PARIS (Reuters) - Euro zone member states will have to forego some of their national budget sovereignty if Europe’s single currency is to survive in the long term.
That conviction is driving European Commission proposals for prior surveillance and peer review of national budget plans after the Greek debt crisis forced governments into a $1 trillion emergency package to stabilize the euro last week.
The trouble is that there is little or no political appetite in member states to cede more power to Brussels.
Germans furious at having to lend money to profligate Greeks despite the EU treaty’s “no bailout” clause are fuming against a “transfer union,” while the high-spending French seethe at the notion of unelected bureaucrats forcing austerity on them.
It’s not a promising starting point for agreeing on earlier mutual fiscal supervision to ensure that much flouted EU rules on public deficits and debts are actually respected. But the crisis has so shaken the 11-year-old currency area that what was unthinkable last week may be unavoidable next week.
Ironically, policymakers and elder statesmen from elsewhere in the world are united in believing that the Europeans will have to move toward far greater economic, fiscal and political integration to make their currency union work.
At the annual conference this month of the Trilateral Commission — a network of policy elites from North America, Europe and East Asia which now embraces China and India — former ministers, business leaders and central bankers agreed the EU would have to grow into a much closer economic union.
Would Europe have the leadership to achieve this, a Chinese speaker asked politely, saying how big an inspiration the EU was to Asian nations developing regional cooperation. Conference ground rules prohibited identifying or directly quoting speakers.
However, the Europeans themselves are still in denial about the political consequences, not least because in many member countries the crisis has triggered nationalist reflexes.
The EU proposals would give the Commission and other member states an earlier say in shaping national budgets before they are confirmed by parliaments, and would widen the scope of macroeconomic surveillance to risks such as payments imbalances and asset price bubbles.
While Brussels would not have the power to change national budget plans, it could issue “guidance” aimed at bringing them into line with European objectives. Bond markets might punish a country that ignored such advice.
After 15 years of focusing almost exclusively, at German insistence, on the target of budget deficits not exceeding 3 percent of gross domestic product, EU governments have realized that other metrics such as public debt, private sector indebtedness, shifts in unit labor costs and real estate prices may also cause instability.
The Commission wants tougher sanctions, including the possibility of suspending EU funds to budget sinners and forcing governments that do not cut their deficits sufficiently in boom years to hand over a compulsory interest-bearing deposit.
It also wants a longer-term “crisis resolution mechanism,” which might allow highly indebted states to restructure their debt, although any talk of even a negotiated, orderly, partial default is taboo in Brussels and EU capitals.
The plan, which must be approved by EU finance ministers, drew howls of protest on the French left and the German right.

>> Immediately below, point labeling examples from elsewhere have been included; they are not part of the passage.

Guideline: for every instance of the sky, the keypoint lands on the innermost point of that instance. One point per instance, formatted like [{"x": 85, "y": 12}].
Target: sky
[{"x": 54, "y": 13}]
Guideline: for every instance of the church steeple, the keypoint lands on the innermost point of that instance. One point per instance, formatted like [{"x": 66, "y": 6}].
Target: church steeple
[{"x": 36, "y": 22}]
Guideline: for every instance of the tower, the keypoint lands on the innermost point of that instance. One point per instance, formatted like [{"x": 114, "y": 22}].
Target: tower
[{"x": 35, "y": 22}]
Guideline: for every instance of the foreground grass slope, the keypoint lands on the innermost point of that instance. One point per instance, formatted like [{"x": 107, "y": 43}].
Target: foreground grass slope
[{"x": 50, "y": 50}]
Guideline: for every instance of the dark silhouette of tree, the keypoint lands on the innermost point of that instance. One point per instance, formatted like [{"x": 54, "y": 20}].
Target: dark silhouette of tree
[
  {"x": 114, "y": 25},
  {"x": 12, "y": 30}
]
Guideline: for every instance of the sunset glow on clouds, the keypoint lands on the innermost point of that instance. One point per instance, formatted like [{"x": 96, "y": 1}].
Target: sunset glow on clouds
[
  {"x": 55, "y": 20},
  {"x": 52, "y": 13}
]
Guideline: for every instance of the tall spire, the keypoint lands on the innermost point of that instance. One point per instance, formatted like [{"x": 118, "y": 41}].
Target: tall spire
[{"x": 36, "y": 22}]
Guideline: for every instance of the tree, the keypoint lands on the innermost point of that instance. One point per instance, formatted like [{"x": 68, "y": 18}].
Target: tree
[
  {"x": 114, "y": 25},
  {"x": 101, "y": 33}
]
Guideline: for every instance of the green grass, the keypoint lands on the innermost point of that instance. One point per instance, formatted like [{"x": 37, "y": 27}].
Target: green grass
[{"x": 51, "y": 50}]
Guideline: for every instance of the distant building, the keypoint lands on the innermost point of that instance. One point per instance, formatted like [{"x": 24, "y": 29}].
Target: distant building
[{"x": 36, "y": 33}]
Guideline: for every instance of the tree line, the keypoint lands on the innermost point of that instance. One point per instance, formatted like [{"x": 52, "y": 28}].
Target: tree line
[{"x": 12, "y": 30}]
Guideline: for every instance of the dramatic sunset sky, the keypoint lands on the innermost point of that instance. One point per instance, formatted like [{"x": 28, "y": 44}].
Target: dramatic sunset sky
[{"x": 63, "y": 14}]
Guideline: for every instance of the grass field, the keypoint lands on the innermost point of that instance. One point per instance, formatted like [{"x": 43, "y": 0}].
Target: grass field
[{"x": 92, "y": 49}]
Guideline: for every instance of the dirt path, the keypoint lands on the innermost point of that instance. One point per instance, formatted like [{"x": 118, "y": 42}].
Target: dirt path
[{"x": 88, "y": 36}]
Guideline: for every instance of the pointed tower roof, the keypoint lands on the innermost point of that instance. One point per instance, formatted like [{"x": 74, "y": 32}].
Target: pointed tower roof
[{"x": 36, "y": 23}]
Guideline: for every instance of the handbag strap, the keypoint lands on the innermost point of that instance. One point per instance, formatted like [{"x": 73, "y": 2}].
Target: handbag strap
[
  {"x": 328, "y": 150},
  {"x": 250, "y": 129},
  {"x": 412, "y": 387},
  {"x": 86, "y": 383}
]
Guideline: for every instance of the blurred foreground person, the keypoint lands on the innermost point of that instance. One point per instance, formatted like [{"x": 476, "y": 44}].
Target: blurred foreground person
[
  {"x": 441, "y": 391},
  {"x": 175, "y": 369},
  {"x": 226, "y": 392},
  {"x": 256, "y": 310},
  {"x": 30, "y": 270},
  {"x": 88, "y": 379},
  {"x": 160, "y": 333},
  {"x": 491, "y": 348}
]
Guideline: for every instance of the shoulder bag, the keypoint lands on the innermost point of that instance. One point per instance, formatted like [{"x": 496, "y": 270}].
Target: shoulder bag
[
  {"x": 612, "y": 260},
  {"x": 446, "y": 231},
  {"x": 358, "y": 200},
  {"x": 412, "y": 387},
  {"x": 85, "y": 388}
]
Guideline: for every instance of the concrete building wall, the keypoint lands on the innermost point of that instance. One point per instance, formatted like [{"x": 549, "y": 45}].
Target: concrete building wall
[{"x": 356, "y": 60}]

Many lawmakers said it would undermine parliamentary control over public finances, a core attribute of national sovereignty.
French Left party leader Jean-Luc Melanchon denounced “prior control of sovereign states by appointed Eurocrats. What a police state!”
In Germany center-right Foreign Minister Guido Westerwelle recalled that parliament had budget sovereignty in a democracy.
Berlin wants more intrusive European budget surveillance and statistical auditing of states with high debts and deficits such as Greece and Portugal, but not of its own fiscal and economic policies.
The Germans reject any scrutiny of their export-driven policy, which many economists say contributed to imbalances in the euro area by building a massive current account surplus while depressing domestic demand.
The Commission plan aims to achieve a political trade off between Berlin’s demand for tougher budget discipline and Paris’ wish to coordinate economic policies to promote stronger growth.
The euro zone’s founding duo share much of the blame for weakening the EU budget rules, since they forced the suspension of disciplinary procedures in 2004 to avoid facing sanctions over their own repeated breaches.
The challenge for the Commission is to avoid its plan being seen simply as Brussels-imposed “austerity for all,” which would make the European Union even more unpopular with voters.